Highlights & Insights¶
- Introduction of MOO (Beyond Linear Scalarization) to LLM Routing: Chebyshev scalarization identifies non-convex portions of the Pareto front.
- Psychometrics-inspired IRT Model: Analogizing queries to test items and configurations to examinees provides a natural and interpretable framework.
- Extreme Cost Savings: Achieving 90% performance at 1.31% cost on MATH-500 is a significant result.
- Plug-and-play Design: Works as a black-box for RLMs without fine-tuning, allowing rapid integration of new models.
- Strong OOD Generalization: Particularly effective in generalizing to long-context multi-document QA tasks.
Limitations & Future Work¶
- Cost prediction relies on simple heuristics (average tokens × unit price) without considering query-specific cost variations.
- Generalization on high-difficulty OOD benchmarks like AIME is slightly weaker, with a tendency to assign under-powered configurations.
- Restricted to text modality; multi-modal reasoning scenarios remain to be explored.
- The linear parameterization of 2PL IRT may not fully capture complex difficulty-ability interactions.
- Total budget constraints under batch query scenarios were not considered.
Related Work & Insights¶
- IRT-Router (Song et al., 2025): Uses Multidimensional IRT (MIRT) with more parameters; Radar uses scalar ability for interpretable ranking.
- RouterBench (Hu et al., 2024): Conventional model routing; this work extends it to RLM configuration-level routing.
- Efficient reasoning methods (L1/S1): Complementary to Radar and can be added to the routing pool as additional configurations.
- Adaptive testing in education: Successful adaptation of the Fisher Information query selection strategy.
Rating¶
- Novelty: ⭐⭐⭐⭐ The combination of IRT and MOO is novel, though individual components are established.
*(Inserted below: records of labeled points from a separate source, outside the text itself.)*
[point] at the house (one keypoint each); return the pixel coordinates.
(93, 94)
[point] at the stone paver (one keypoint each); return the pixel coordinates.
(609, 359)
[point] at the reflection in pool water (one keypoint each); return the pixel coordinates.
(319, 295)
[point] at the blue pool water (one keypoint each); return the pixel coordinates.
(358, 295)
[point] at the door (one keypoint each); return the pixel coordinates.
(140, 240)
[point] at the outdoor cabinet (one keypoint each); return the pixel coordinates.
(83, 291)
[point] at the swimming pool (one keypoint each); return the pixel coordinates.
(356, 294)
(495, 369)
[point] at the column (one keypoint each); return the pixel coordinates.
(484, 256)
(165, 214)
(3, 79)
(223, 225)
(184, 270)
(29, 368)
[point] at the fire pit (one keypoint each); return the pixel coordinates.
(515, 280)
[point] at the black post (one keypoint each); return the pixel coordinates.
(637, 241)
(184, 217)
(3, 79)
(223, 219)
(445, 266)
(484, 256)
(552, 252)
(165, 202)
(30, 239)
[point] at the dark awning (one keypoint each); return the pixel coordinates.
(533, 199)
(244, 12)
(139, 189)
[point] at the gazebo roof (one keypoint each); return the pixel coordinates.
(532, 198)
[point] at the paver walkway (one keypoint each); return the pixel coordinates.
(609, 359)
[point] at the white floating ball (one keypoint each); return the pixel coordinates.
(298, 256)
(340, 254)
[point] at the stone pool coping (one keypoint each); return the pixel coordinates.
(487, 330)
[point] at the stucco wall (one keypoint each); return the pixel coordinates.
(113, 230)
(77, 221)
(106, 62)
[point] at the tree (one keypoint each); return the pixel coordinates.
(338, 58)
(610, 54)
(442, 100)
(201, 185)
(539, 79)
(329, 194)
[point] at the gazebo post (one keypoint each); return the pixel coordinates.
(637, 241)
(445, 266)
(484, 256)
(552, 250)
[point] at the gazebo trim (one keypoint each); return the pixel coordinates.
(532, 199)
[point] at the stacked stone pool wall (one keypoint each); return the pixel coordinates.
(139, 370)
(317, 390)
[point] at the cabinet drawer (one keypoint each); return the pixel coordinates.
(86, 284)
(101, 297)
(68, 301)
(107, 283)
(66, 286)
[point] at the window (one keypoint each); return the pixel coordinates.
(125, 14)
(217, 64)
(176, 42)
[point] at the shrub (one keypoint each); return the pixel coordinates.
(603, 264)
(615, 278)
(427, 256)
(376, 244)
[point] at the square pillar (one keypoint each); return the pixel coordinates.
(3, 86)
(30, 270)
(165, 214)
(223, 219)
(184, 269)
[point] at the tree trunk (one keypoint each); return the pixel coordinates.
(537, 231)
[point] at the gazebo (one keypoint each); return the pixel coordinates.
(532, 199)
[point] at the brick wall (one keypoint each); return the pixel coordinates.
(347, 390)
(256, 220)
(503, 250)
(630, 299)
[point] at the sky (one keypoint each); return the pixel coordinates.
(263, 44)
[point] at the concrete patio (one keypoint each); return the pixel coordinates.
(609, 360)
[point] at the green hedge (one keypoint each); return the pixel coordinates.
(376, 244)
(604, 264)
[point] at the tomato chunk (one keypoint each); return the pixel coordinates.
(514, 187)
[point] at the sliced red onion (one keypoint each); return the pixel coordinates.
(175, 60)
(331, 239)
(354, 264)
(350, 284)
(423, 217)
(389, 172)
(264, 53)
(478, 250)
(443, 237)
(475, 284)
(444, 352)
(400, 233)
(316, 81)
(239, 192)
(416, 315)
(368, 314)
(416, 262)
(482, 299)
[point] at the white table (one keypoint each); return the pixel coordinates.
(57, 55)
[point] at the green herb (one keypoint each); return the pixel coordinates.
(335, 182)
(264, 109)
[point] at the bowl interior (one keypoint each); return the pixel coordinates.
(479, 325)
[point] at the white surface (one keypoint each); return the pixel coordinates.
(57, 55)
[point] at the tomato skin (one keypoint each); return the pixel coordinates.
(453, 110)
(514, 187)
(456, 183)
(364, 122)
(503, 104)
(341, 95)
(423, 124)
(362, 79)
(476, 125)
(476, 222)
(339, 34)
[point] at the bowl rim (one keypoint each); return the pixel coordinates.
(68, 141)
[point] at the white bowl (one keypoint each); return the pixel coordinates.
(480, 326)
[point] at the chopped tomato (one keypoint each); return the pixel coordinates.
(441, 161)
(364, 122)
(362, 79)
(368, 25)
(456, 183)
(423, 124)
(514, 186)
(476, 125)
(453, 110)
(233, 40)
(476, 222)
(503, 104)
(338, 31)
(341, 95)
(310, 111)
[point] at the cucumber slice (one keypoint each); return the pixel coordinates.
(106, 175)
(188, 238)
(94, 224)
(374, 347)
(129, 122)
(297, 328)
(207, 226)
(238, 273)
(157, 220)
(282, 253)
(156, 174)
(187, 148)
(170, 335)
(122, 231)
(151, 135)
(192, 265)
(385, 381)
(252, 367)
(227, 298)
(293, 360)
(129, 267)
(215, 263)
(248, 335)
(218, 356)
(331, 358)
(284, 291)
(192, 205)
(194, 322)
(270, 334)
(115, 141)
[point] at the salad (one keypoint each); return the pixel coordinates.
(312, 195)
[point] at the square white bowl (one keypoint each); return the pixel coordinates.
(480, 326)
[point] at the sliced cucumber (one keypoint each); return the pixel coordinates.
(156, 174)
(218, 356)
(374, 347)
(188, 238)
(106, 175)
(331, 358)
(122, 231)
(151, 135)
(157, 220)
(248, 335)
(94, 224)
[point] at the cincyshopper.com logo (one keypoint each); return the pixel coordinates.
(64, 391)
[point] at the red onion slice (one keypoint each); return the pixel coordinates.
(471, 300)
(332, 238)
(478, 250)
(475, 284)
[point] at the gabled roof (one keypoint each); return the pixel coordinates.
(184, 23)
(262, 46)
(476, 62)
- Experimental Thoroughness: ⭐⭐⭐⭐⭐ Comprehensive and rigorous evaluation across 8 benchmarks, 35 configs, and 1.75M data points.
- Writing Quality: ⭐⭐⭐⭐⭐ Clear structure with complete mathematical derivations and intuitive visualizations.
- Value: ⭐⭐⭐⭐⭐ Directly addresses a core problem in practical RLM deployment with significant cost reduction.